To gall him, I added what Napoleon Broward had remarked, that it was the destiny of E. J. Watson to develop this southwest coast. The old man scoffed rudely, Lemper Roo-er! Lemper Roo-er Vot-sawn! And my wife smiled to chide me for my boasting: I had not heard the last of “Emperor Watson.”
Chevelier was wildly emboldened by her smile. When Mandy suggested that the Ten Thousand Islands, with their myriad channels, evoked the Labyrinth in Greek mythology, he speedily retorted that if the Islands were the Labyrinth, Madame’s own mari must be the fokink Mee-no-tore. Squeezing my arm to restrain me, Mandy said that the fearsome Minotaur could also be very gentle. “Minotaur Watson?” she would tease me later. “Emperor Watson? Which do you prefer?” (She had never cared for sentimental stale endearments for her husband; she preferred her own pet names, all of them quirky, slightly disrespectful.)
Msyoo le
Baron Jean de Chevelier had the gall to be galled by Mandy’s fondness for her husband and did not trouble to hide it: he stared at us half-mad, mouth twisting cruelly. (Elderly indigestion, she suggested later.) Plainly this bachelor gentleman had been smitten by an educated lady and was trying to court her with his hard-earned rare knowledge, and when my wife hinted at his real emotion, overtaking him too late in life in this painful way, it seemed absurd to be angered by his insults.

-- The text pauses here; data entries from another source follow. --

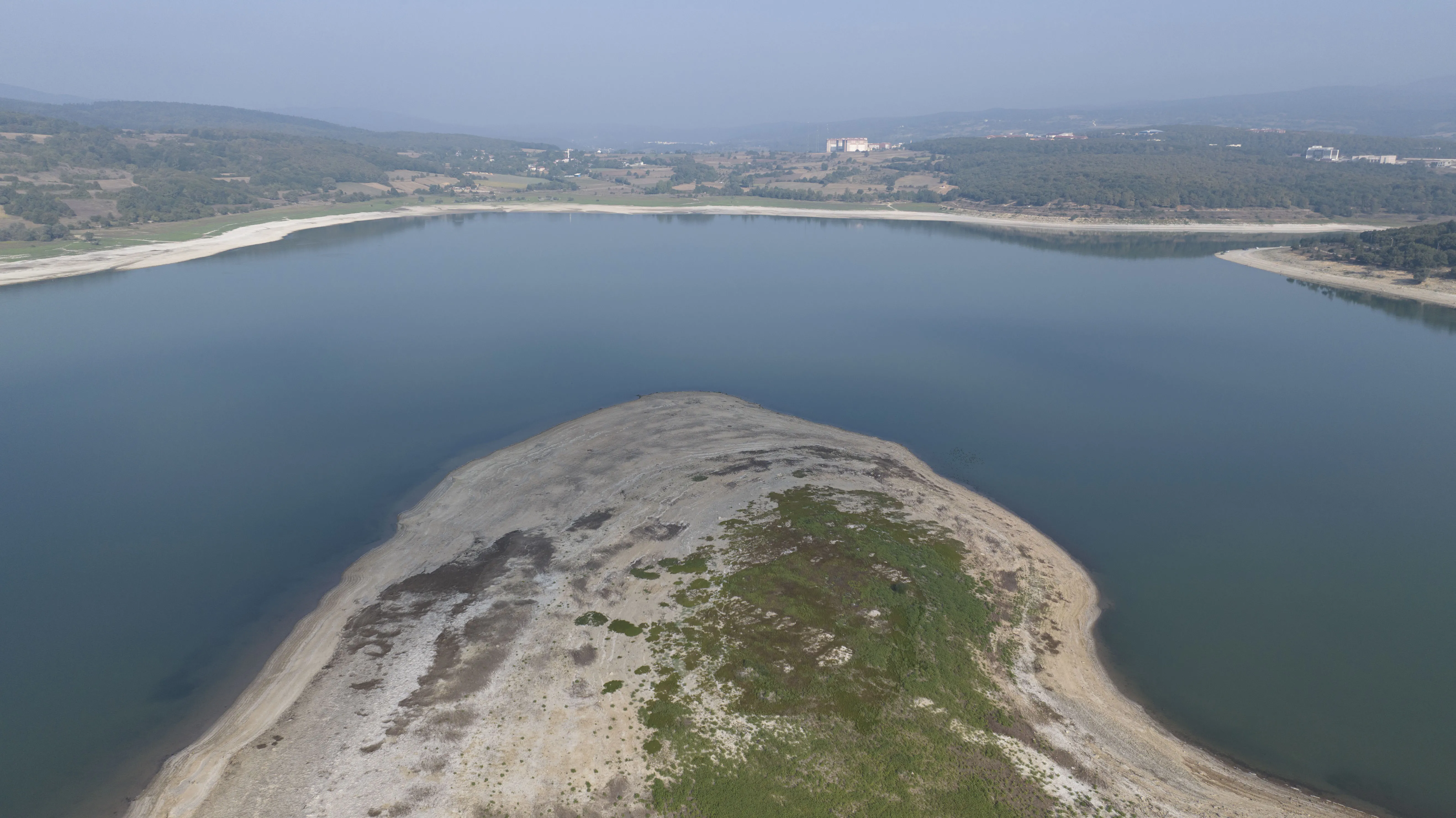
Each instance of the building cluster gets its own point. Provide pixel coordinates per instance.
(1324, 154)
(1030, 136)
(857, 145)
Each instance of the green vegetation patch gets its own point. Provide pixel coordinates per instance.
(844, 647)
(1422, 251)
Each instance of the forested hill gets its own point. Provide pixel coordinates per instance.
(1200, 168)
(59, 174)
(181, 117)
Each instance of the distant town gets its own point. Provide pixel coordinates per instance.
(1324, 154)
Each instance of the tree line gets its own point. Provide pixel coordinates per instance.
(1196, 167)
(1423, 251)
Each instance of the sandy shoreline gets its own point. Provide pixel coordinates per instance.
(1289, 264)
(172, 252)
(638, 458)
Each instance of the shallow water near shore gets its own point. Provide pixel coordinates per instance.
(1259, 474)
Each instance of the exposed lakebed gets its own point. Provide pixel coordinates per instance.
(1257, 474)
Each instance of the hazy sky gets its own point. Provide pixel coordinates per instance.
(680, 63)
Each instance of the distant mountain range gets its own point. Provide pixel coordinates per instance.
(186, 117)
(1426, 108)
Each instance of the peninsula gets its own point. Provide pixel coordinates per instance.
(691, 603)
(134, 257)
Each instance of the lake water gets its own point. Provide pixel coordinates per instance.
(1259, 474)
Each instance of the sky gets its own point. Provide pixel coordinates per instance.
(711, 65)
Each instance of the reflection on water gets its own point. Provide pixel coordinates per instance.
(193, 452)
(1435, 316)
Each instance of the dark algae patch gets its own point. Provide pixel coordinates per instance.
(832, 663)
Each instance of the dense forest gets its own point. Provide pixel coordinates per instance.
(183, 117)
(1200, 168)
(1423, 251)
(191, 174)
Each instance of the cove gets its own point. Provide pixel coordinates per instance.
(1257, 472)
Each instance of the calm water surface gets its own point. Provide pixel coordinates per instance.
(1259, 474)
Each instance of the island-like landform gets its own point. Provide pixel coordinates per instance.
(688, 605)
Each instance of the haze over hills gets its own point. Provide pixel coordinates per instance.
(1425, 108)
(181, 117)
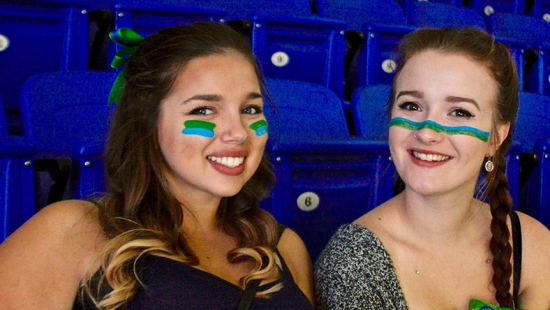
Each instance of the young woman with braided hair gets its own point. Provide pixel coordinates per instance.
(445, 240)
(180, 226)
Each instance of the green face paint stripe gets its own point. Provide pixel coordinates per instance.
(458, 130)
(200, 128)
(259, 127)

Standing up, I reminded him that his bullet-punctured hat still hung on a kitchen peg, to be returned on his first visit to the Bend. Which would be most welcome, Mandy added.
Leaving Mrs. Watson to accept his fond adoos, I bid him good-bye—we did not care to shake hands—and went back to the boat. Mandy thanked him for his kind hospitality, though this old misery hadn’t offered us so much as a cup of rainwater. “Bun shawnce, share Madame! Bella fortuna!” he called after her (wishing her good luck in two languages, she would explain, to compensate her for the dark fate of her marriage to a minotaur).
All the way home we talked with animation, though I knew my wife had to quell ascending sadness. At the dock she said, “Wait, Edgar, please,” too weak to leave the boat. She was watching the silver mullet down along the bank, leaping skyward as if to escape their natural element, only to fall back with those thin little smacks into the darkening water.